H2O AM a rendez-vous à l’AMF sur le banc des accusés

La société de gestion devrait passer ce vendredi devant la Commission des sanctions de l’AMF. Par ailleurs, un procès au civil se dessine.
Jean-Loup Thiébaut
AMF plaque
L’Autorité des marchés financiers entendra ce vendredi la société de gestion H2O AM.  -  Photo DR

H2O AM joue gros en cette fin de semaine. La société de gestion devrait se présenter ce vendredi devant la Commission des sanctions de l’Autorité des marchés financiers (AMF), lors de la séance mensuelle ouverte au public, ont précisé plusieurs sources à L‘Agefi. Cette audience devrait porter sur des manquements aux règles de marché concernant les investissements de H2O AM dans des actifs privés. L’AMF n’a, pour sa part, pas confirmé ces informations.

L’audience devrait permettre de connaître l’identité des mis en cause, l’exposé des griefs et les sanctions disciplinaires encourues. Les deux fondateurs, Bruno Crastes et Vincent Chailley, seraient également poursuivis, selon Bloomberg. Le jugement ne devrait intervenir que quelques semaines plus tard, avec la possibilité pour les deux parties d’interjeter appel. Toutefois, H2O AM a indiqué à l’agence américaine avoir déjà provisionné les risques financiers relatifs à cette procédure.

Ces actifs privés devraient concerner, sans grande surprise, les obligations illiquides de la société Tennor, qui collent à H2O AM depuis avril 2019. Plusieurs fonds de sa gamme détenaient pour 1,6 milliard d’euros de ces titres, dont la part dans plusieurs fonds Ucits dépassait le plafond légal de 10% d’actifs non cotés de la valeur liquidative des portefeuilles. Ces obligations ont été placées dans une dizaine de fonds de cantonnement fin août 2020, sous la pression de l’AMF, pour une période initiale de quatre semaines. Les porteurs de parts à date possèdent donc, depuis lors, des parts dans ces fonds de cantonnement.

Deux ans plus tard, les titres n’ont toujours pas été vendus. Mais ils ont été dévalorisés entretemps de 35%. La société de gestion, qui publie chaque mois la valeur liquidative de ces fonds de cantonnement, n’a d’ailleurs toujours pas mis à jour ces documents pour le mois d’octobre.
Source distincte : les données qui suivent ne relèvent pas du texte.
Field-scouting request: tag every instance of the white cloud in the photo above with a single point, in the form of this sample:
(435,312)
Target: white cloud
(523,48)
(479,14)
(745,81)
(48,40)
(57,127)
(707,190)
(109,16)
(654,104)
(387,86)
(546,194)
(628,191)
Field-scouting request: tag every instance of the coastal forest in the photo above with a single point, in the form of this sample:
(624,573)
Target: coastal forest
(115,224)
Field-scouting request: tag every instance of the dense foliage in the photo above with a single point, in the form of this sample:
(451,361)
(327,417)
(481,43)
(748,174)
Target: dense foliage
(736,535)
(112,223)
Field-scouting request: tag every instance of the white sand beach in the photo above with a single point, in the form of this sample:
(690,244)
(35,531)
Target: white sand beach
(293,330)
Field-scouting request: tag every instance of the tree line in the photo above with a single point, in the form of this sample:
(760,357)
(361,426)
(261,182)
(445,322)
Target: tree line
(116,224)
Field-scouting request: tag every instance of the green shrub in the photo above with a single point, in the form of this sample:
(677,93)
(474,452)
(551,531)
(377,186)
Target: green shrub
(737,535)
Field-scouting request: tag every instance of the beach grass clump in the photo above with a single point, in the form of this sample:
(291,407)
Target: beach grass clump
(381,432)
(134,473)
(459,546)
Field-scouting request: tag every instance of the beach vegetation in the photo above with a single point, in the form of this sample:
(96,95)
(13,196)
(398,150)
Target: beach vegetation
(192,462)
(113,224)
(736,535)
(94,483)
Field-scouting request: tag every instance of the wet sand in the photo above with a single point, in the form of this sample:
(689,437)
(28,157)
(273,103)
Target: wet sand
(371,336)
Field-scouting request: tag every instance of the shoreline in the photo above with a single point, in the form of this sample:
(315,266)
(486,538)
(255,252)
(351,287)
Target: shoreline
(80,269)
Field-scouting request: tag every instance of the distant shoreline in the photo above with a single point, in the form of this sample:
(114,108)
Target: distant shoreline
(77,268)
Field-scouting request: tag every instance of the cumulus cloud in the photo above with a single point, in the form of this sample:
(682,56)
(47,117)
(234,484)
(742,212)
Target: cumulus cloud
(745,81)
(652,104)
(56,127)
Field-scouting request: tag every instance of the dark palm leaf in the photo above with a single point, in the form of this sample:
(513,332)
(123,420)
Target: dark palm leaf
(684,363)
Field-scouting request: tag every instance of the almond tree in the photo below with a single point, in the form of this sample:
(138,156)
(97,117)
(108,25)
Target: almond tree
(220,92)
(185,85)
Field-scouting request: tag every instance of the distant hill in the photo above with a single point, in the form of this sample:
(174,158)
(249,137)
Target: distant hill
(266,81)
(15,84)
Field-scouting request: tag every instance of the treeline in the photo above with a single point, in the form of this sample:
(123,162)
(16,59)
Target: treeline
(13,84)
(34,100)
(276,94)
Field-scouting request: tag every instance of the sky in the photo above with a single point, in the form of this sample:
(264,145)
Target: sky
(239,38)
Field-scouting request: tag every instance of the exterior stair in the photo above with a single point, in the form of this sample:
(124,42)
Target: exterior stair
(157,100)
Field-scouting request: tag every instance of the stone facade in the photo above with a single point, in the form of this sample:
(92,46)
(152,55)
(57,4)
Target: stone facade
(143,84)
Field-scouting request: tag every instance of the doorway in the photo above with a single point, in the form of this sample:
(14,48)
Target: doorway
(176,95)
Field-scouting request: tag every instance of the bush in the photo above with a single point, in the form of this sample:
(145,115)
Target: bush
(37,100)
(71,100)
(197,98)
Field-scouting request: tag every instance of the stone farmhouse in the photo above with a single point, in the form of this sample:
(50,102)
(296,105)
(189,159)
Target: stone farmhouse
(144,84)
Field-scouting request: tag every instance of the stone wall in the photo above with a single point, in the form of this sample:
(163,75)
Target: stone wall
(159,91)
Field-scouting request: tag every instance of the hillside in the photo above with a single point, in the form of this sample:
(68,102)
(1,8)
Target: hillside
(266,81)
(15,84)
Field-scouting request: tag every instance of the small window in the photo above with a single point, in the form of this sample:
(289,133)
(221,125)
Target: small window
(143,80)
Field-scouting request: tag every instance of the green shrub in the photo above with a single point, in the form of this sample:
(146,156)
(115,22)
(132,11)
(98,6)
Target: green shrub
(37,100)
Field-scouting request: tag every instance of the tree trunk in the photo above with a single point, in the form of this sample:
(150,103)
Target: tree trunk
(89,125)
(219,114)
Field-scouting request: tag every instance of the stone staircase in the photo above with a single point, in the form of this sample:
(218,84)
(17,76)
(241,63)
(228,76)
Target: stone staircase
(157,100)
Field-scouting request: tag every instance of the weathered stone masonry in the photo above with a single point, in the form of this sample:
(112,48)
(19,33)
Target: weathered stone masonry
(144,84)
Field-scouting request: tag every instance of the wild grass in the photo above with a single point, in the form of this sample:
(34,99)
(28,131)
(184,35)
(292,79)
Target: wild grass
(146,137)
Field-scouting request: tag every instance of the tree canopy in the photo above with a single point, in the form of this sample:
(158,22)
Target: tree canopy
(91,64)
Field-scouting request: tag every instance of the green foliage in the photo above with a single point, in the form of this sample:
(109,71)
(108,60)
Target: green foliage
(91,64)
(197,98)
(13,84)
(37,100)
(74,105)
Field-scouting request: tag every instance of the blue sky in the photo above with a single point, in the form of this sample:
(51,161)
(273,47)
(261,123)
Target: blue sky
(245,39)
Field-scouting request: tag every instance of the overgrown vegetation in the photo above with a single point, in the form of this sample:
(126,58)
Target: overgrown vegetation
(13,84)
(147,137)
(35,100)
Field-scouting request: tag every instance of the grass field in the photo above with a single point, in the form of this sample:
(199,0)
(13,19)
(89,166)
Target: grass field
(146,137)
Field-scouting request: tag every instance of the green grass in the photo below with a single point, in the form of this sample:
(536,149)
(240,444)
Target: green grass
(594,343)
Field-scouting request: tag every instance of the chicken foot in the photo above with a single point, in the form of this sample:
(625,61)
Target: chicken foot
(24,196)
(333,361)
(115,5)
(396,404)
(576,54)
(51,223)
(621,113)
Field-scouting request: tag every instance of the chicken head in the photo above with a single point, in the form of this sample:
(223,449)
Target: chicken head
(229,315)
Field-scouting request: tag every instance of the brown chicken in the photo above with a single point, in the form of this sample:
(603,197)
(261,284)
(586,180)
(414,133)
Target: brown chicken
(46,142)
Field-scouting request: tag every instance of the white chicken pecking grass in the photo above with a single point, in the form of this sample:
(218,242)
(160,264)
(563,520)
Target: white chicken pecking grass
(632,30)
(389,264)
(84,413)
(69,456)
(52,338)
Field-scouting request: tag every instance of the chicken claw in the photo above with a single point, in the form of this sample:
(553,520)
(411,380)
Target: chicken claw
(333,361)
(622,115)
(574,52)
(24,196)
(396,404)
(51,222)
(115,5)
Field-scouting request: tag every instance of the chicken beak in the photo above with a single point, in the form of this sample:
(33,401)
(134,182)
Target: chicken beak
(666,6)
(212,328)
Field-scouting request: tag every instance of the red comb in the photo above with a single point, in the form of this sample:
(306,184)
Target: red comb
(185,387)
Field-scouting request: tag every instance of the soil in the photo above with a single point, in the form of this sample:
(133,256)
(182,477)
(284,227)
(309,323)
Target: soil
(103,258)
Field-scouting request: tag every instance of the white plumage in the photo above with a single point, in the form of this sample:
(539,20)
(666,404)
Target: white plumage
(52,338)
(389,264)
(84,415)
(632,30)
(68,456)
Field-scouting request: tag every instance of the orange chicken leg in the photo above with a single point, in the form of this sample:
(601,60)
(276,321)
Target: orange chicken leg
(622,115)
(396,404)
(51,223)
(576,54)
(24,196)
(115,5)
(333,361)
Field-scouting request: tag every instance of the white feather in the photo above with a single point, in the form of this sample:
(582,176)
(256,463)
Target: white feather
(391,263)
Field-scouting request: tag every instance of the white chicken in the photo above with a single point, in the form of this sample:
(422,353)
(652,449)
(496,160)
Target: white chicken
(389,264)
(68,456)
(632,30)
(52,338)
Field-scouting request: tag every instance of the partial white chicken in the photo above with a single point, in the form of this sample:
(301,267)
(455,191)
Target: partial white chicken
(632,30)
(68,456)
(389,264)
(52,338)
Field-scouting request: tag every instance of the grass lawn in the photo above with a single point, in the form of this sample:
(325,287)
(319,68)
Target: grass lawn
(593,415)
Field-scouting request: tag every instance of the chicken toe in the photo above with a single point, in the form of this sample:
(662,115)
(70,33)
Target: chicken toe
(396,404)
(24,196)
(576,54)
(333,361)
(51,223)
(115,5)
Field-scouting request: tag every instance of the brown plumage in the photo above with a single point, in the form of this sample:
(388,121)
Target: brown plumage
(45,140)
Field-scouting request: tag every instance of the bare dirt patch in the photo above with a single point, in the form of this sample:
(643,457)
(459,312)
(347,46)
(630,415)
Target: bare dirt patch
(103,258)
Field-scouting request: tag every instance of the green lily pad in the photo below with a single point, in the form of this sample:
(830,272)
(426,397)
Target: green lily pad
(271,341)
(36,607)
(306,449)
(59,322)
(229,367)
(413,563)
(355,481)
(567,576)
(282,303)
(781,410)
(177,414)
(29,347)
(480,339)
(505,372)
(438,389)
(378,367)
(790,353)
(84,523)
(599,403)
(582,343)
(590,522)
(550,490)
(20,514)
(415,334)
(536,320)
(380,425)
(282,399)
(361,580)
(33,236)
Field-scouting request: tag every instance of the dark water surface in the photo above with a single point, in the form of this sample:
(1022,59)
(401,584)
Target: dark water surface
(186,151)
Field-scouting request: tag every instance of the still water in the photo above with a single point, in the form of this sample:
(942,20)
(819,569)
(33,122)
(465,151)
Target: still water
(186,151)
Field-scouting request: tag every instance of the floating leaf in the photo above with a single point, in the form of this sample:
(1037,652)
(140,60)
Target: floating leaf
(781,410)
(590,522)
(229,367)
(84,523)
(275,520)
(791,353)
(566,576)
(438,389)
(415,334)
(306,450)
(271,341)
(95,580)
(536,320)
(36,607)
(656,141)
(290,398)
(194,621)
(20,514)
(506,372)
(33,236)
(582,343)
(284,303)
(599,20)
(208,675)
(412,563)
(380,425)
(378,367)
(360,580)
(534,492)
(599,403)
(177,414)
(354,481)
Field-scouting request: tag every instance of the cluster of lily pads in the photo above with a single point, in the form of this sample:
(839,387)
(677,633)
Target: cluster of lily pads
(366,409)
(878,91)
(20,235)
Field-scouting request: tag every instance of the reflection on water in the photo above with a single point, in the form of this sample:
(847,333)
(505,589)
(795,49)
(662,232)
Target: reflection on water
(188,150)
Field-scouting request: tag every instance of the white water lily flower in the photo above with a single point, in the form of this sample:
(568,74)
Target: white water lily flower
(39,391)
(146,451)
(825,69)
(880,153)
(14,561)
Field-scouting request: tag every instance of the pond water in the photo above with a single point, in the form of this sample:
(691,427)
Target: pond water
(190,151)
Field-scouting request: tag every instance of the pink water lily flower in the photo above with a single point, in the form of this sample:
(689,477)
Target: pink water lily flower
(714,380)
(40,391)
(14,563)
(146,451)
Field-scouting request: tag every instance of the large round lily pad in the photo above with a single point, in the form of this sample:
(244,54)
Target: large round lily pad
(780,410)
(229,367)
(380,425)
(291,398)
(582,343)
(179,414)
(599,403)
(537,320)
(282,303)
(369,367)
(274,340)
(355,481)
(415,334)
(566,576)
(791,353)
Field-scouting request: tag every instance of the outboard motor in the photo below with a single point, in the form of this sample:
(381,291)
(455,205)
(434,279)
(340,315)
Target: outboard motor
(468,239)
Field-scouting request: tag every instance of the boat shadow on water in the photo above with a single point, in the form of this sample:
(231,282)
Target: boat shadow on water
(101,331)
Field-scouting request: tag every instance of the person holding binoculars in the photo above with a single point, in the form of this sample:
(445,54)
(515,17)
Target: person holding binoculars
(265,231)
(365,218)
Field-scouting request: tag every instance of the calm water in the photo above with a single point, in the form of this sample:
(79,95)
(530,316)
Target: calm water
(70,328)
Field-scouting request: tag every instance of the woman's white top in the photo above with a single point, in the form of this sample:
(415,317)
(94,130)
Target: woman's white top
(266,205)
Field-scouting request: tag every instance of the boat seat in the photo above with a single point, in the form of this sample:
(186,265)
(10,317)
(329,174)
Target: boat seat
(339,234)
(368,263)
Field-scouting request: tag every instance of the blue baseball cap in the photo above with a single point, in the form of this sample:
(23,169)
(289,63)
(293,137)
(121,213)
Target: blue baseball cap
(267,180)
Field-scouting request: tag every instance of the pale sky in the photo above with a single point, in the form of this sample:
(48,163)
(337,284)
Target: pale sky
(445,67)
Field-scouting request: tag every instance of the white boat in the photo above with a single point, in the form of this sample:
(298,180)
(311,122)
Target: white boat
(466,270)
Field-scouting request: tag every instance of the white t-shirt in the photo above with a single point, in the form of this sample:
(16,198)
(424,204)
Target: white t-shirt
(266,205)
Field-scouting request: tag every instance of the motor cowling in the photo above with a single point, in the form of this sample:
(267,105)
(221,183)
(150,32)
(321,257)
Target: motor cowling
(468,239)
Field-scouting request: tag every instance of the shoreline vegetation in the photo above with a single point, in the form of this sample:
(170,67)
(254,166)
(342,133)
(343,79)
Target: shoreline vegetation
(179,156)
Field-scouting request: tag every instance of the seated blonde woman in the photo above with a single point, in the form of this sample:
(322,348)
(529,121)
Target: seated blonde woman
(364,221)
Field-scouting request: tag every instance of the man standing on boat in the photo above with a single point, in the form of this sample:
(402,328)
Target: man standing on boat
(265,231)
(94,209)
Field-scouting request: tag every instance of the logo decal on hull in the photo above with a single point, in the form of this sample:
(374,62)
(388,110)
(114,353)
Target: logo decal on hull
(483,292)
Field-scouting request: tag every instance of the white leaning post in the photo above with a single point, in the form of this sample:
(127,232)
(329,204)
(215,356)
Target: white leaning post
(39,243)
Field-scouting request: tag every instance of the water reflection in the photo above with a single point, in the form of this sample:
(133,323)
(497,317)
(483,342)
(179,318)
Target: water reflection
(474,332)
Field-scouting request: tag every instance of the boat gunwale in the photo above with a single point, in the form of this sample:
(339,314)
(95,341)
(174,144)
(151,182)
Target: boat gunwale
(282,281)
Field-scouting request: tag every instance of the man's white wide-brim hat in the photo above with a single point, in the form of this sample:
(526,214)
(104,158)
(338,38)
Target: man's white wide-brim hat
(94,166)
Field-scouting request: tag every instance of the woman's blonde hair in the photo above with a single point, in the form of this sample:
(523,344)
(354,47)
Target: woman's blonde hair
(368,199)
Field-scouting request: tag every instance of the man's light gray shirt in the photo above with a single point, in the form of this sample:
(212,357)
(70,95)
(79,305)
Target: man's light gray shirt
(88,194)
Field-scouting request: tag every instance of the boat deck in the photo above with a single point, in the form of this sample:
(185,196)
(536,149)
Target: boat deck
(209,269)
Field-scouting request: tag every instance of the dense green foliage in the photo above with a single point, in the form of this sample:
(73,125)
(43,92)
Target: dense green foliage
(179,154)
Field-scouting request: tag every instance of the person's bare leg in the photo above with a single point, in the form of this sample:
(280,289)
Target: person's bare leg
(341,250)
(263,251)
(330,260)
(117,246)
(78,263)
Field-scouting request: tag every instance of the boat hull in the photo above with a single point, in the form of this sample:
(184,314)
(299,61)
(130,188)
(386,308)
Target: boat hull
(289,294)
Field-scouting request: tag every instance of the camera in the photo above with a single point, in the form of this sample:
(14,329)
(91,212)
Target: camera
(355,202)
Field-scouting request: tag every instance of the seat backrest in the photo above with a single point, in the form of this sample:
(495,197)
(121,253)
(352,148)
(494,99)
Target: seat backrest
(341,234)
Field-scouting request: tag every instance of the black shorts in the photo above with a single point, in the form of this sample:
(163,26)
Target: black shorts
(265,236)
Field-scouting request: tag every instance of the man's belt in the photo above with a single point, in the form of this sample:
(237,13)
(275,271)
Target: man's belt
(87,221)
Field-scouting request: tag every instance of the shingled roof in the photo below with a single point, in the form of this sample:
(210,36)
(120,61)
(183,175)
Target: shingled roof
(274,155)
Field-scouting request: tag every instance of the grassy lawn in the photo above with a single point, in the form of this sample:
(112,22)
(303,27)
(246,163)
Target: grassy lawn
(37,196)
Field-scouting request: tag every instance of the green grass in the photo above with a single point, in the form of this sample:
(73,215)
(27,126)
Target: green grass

Les investisseurs sont donc encore dans l’attente d’un défaut, ou d’un hypothétique remboursement des obligations du groupe Tennor.

H2O AM va également faire face à un procès au civil

Les ennuis judiciaires sont nombreux pour H2O AM. Dans un premier temps, la société de Bruno Crastes est aussi poursuivie par la Financial Conduct Authority pour la revente d’obligations illiquides à l’homme d’affaires allemand Lars Windhorst. Dans le rapport aux comptes 2021 de son entité britannique H2O Asset Management LLP, publié à l’été 2022, la société avait provisionné 890.000 livres (1 million d’euros) dansl’attente du résultat de l’enquête du gendarme financier britannique. «Les investigations étant en cours, il n’est pas possible d’en prédire le résultat final et donc s’il existe un impact financier potentiel pouvant être estimé de manière fiable», indiquait alors l’audit réalisé par Mazars.

Mais surtout, les regards de la Place de Paris vont bientôt se tourner vers un procès au civil en France. H2O AM va en effet se voir délivrer au début de l’année 2023 une assignation à comparaître, a révélé Maître Dominique Stucki, qui représente l’association Collectif Porteurs H2O, à NewsManagers (groupe Agefi). Ce collectif, qui regroupe désormais plus de 1.600 investisseurs professionnels et particuliers s’estimant lésés par la gestion de H2O AM, s’est décidé à porter l’affaire devant les tribunaux à la suite du soutien qu’il a reçu de la société de financement de litiges Deminor.

Le collectif va notamment s’appuyer sur les résultats d’un rapport d’Eric Pinon attendu d’ici à fin décembre. L’ancien président de l’Association française de la gestion (AFG) a été désigné par le Tribunal de Commerce de Paris en juin dernier comme technicien constatant pour certifier plusieurs dizaines de pièces relatives aux investissements de H2O AM dans les obligations du groupe Tennor. « Cette expertise doit permettre notamment de connaître les prix d’achat, de possibles ventes, la moins-value enregistrée et le manque à gagner avec l’argent qui dort depuis tout ce temps », expliquait en septembre Gérard Maurin, conseiller en gestion de patrimoine et fondateur de l’association. Nul doute que le collectif étudiera attentivement le rapport de la Commission des sanctions.